Meanwhile the offender had slunk away into the shadows to the rear, and, having once tempted destiny, was apparently resolved to take no further chance.
"Tell us more, Mumlo," encouraged Grumgra, in milder tones than before. "Tell us more. You think—you think we should all go to the land of the noonday sun?"
"O great chief, I think we should all go," pleaded the Trail-Finder. "We hear nothing now but the cries of the hungry, and the groans of those whom the demons of sickness have taken. You know how our people are growing fewer and fewer each year. Our old men can tell of a time when we were many as the days from one spring season till the next; but for every two that walked in our cave then, there is only one that walks in it now. And you know, O chief, where the rest are—how many are sleeping with their women and babes in the burial grotto at the cavern's end—and how many have left their bones to the cave-bear and the hyena. You know, O chief, so why should I try to tell you? A few more ice-cold winters, and the wolves will be crunching the ribs of the last of our tribe!"
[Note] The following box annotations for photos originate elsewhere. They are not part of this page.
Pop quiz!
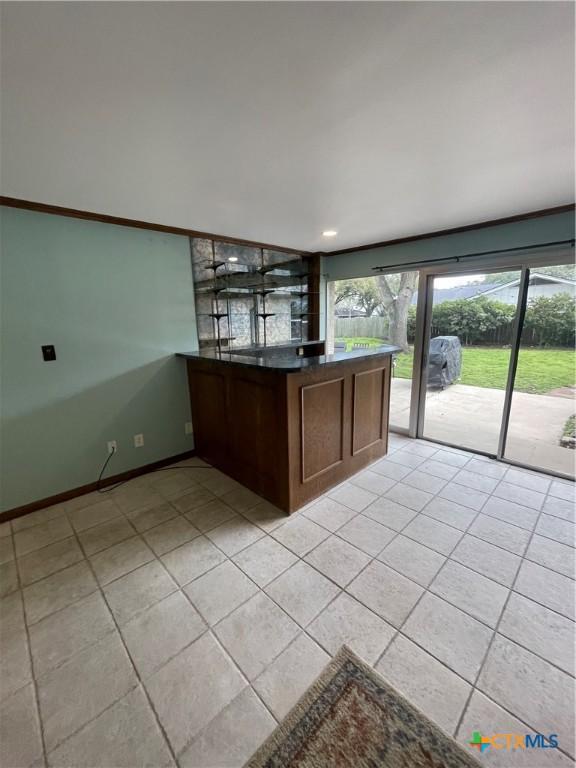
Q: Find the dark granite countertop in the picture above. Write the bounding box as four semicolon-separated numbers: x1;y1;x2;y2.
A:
178;344;401;373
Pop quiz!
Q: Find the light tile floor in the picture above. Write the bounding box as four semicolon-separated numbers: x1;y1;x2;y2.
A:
0;436;575;768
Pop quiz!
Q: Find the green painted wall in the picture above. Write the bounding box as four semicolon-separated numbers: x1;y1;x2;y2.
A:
0;208;197;509
322;212;574;280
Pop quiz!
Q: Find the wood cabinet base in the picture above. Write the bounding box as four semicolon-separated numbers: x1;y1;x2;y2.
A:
187;354;391;513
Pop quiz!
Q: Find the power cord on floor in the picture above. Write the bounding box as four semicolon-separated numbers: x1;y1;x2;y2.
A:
96;449;213;493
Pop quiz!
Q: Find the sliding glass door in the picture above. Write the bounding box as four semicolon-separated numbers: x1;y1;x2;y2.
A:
502;265;576;475
422;270;521;455
326;252;576;477
417;262;576;477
The speaker stopped short, and a horrified silence—broken only by the crackling logs in the great fire—settled over the entire assemblage.
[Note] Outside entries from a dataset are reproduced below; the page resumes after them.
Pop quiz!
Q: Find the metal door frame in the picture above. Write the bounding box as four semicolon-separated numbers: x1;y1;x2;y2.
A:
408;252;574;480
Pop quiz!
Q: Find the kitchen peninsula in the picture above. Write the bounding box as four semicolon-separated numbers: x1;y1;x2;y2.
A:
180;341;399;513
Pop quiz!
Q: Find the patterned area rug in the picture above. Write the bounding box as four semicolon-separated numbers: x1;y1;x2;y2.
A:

It was Grumgra's voice that next made itself heard. "Mumlo speaks well," the leader acknowledged, leaning meditatively upon his club, as though he had forgotten its aggressive purposes. "Mumlo speaks well—it is true that we are getting fewer and fewer, for the great frosts are more than our people can stand, and when the winter comes the wild beasts seize us, or else some evil spirit creeps near, and we sicken and die. We do not wish to leave this cave, where our fathers and their fathers and their fathers before them have lived—but is it not better to go from our home than to perish?"
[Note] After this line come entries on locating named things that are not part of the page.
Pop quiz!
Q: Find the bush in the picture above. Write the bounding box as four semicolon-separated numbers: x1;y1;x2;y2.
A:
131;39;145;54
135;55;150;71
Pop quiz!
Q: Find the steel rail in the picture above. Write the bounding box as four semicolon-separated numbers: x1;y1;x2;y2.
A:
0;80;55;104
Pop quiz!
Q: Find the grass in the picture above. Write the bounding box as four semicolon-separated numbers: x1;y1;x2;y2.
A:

Having reached a bellowing climax, Grumgra paused as if to allow his words time to penetrate. There followed a frightened silence, broken now by a whispered exclamation of dread, now by a muttered oath of horror; and this awed speechlessness continued even after Grumgra had shouted his last words, "What do you say, my people? Tell me, what do you say?"
For a moment no one said anything at all. And, after a few seconds' silence, Grumgra lifted his club in a fresh gesture of command.
But at this point, interruption came from an unexpected quarter. Out of the shadows to the rear a slender form drew forward; and one of the younger tribesmen—scarcely more than a boy, he seemed—raised his voice in a manner that compelled attention.
"Let me speak, O chief," he cried, in deep tones almost musical beside those of his fellows. "Let me speak a very little!"
A scowl came over the dark face of the leader. His right arm drew back as if to wield the club and crush the intruder.
"What? You speak, Ru?" he roared, derisively. "You, Ru the Sparrow-Hearted?" And into the jet-like eyes came a hard light as of disdain tinged with anger and hatred.
"Yes, O chief, I ask to speak," affirmed Ru, coming forward with a boldness that seemed to belie his name. And placing himself directly before the chieftain, well within range of the club, he stood like a deliberate challenge between Grumgra and the people.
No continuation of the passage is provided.